ミナスリートとモニカは膝をつき、ミツヒデに頭を下げた。

その時、玉座の間に飛び込んでくるようにホニードが走ってやってきた。


「ミツヒデさん! 下に抜け道があった! 国王が逃げたかも… って、あれ?」


「ホニード殿、国王はここに捕らえました。 さぁ、王宮が焼け落ちる前にわたし達も引き上げましょう」



◇◇◇◇


その頃、王都の外に仮設された教会では、治癒術師たちが王国民の治療にあたっていた。

ギルエは王都内にけが人が残っていないか走り回っていた。


「もう、王都内にはだれも居ないか…?」

その時、ギルエは路地の陰に少し豪華なローブを被った少女と、同じようにローブを着た従者らしき男が身を隠すように屈んでいるとこを見つけた。


「おい! 大丈夫か? ケガをしてるのか?」

ギルエの声に男が少女を庇うようにしてギルエを見た。


「ギルエさま?」

男はローブのフードを外して顔を表した。


「ハルマー? お前は、ハルマーか? もしかして、そちらのお方は…」

ハルマーと呼ばれた男はギルエに膝をつき、頭を下げる。


「ギルエさま、ハルマーでございます。
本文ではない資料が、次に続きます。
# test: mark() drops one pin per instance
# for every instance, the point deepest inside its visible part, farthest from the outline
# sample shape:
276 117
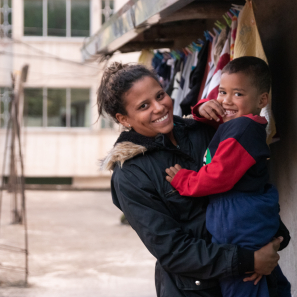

そして、こちらはニーム姫です」

ハルマーに紹介されて少女がフードは外すと、まだあどけなさの残る金髪で金色の目をした少女が顔を出した。


「姫! よくご無事で!!」

ギルエはニーム姫に膝をつき頭を下げる。


「ギルエ、王都は… 王国は、どうなるの?」

ニームは悲壮な顔で尋ねた。


「……姫。 今はとにかく御身の安全が第一です。今は逃げましょう。わたしもお供させていただきます」


「……わかった」

ニームは小さく頷き、フードを被りなおした。


「ハルマー、行くぞ」

「はい」


その後、ギルエとハルマー、ニーム姫は王都を離れ、その姿を見たものはいなかった。